I was debating whether to post the
Havens 2006 Napa Valley Bourriquot and the
Charles Joguet 2005 Chinon Les Varennes du Grand Clos Franc de Pied as separate entries. But since I tasted them together and they represent such a tour de force of Cab Franc regional and varietal character, it's pretty clear they need to be posted together. Both are excellent wines with superb typicity, albeit rather different. Most interestingly, they cover the full Cab Franc tobacco spectrum.
The
now defunct Havens winery has been a popular topic on my blog, and in fact I've tried two prior vintages of the Bourriquot, a blend of 2/3 Cab Franc and 1/3 Merlot. The
2005 was simply one of the best California wines I've tasted, though the
2004 wasn't too shabby, either. The 2006 Bourriquot, while not as complex and refined as the 2005, presented a very compelling profile in its own right. It was brimming with fresh tobacco aromas and flavors. Not exactly what most folks want in California wine, but I love it. One might be tempted to say this is Old World, but really it isn't. There's still a richness and forwardness to the fruit that's very Californian. While California often gets derided for its lack of terroir, this is one wine that has a certain sense of place and a stylistic sense of purpose. I also appreciated the sort of integrated, sneaky structure in this bottling. It doesn't hit you in the face with tannins, yet there's a definite backbone seamlessly built into the wine.

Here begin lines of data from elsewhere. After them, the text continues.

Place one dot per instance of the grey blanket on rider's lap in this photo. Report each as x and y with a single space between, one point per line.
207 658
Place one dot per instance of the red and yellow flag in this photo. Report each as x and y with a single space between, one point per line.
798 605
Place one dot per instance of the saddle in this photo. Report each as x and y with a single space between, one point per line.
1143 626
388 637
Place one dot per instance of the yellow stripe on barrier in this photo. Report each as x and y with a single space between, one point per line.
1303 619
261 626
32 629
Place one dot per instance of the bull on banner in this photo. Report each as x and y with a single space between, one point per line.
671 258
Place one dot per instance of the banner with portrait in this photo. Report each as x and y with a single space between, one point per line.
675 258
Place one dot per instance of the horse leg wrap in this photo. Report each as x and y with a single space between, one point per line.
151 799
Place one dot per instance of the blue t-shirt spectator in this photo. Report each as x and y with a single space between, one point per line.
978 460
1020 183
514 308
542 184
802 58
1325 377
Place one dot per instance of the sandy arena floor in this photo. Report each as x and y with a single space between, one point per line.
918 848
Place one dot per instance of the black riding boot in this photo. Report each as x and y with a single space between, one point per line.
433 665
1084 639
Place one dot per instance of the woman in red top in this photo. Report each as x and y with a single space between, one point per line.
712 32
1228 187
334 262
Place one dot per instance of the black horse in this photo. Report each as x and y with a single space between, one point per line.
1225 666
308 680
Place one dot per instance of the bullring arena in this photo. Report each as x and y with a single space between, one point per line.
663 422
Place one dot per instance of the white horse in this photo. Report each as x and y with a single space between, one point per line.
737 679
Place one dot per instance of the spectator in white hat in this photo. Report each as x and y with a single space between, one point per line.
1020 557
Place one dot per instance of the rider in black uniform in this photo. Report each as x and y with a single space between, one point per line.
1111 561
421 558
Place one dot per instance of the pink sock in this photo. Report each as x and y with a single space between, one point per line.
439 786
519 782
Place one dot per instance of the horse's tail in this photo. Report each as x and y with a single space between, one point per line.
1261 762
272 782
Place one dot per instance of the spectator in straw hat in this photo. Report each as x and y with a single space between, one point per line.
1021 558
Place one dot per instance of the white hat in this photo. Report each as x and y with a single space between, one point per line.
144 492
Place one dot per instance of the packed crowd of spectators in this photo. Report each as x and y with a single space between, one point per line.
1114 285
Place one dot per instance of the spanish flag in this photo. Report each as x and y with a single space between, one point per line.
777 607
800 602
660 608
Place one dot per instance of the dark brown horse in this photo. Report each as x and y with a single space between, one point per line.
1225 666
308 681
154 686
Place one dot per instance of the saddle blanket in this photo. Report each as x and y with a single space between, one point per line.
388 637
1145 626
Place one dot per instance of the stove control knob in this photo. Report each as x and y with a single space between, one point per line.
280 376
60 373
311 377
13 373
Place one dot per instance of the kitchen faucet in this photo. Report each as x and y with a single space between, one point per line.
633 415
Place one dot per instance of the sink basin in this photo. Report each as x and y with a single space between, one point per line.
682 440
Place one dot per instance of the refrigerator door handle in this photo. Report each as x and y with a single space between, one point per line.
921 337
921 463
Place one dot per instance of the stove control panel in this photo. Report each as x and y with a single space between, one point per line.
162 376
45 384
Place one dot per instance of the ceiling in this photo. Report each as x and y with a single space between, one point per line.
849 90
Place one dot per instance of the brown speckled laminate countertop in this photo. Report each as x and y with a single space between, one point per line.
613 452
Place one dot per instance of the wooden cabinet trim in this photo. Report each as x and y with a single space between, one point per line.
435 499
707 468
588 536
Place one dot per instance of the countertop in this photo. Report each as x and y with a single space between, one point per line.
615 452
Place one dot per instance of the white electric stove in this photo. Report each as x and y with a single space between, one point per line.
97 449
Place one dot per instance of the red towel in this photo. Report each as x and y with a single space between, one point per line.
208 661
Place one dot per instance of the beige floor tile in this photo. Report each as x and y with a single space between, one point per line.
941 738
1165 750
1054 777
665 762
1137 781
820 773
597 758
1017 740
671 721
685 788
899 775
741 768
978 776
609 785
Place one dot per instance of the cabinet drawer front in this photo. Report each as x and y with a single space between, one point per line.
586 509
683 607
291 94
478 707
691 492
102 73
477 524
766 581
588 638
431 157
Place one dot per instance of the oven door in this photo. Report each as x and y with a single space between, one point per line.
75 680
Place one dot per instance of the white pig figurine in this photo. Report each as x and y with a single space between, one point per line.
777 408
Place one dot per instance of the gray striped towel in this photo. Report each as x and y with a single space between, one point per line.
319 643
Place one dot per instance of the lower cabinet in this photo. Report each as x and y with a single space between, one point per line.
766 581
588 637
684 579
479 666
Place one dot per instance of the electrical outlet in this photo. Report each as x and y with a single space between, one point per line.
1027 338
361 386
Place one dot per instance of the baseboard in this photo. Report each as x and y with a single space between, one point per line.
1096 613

The Joguet offered an interesting contrast. While 2006 was a relatively cool year in California, the 2005 vintage in the Loire Valley was one of the warmest and ripest in its history. And yet the Chinon had much cooler edge to it. What really struck me was the juxtaposition of cigarettes and roses. Just a crazy pairing of aromas. A lot of the tasting notes in CellarTracker mention more fruit, which leads me to believe this bottle had shed a good bit of its primary fruit in the bouquet. And yet despite the green edge on the nose, this wine was far less earthy in flavor than the Bourriquot. This wine was entirely an exercise is concentrated sour fruits and stony minerality. Go figure! The finish was long and there's a ton of depth of flavor--I'll be checking in on my other bottle in a few years if not more to see how it develops.
One important side note concerns the cuvee and terroir of the Joguet.
Franc de Pied means the vines are own-rooted, which is rarely the case because the vine louse Phylloxera simply destroys European rootstock. Usually the vines are grafted to Phylloxera resistant American rootstock. Unfortunately, the inevitable is occurring with Joguet's
Franc de Pied vines: they are dying due to Phylloxera. As to the effect of the own-rooted vines, who's to say? I do have the regular bottling of this cuvee from 2005, so perhaps I'll have to compare the own-rooted to the grafted vine wine in a few years. On the
Varennes du Grand Clos Franc de Pied, the Joguet website says:
This one-hectare plot of non-grafted vines was planted in 1982, in conjunction with INRA. Half of the plot was replanted in 1992 and 1995.
Produced from the same terroir as Les Varennes du Grand Clos, Les Varennes Franc de Pied is vinified separately in vintages that seem to best distinguish their typicity.
This experiment should produce all the typicity of "pre-grafted" Cabernet Franc, but there is a risk, however, of phylloxera resurfacing.
We limit the yield of this plot to 30 hl/ha (or 1,210 litres per acre).
For the regular Varennes du Grand Clos, they write:
At the foot of the gravelly terrace formed, in part, by the erosion of the limestone slope, this very particular silico-clay and silico-calcareous terroir lies on the left bank of the Vienne, in Sazilly.
These 4.5 ha (10.8 acres) of vines planted between 1962 and 1976 have an average yield of 40 hl/ha (or 1,620 litres per acre).
I guess I'll just have to try the wines side by side to see what difference the rootstock actually makes. One interesting point is that the own-rooted vines are young, relatively speaking. Conventional wisdom says old vines produce the most profound wines. But maybe the rootstock offsets the age difference in some manner. Ah, the questions that can never be fully answered.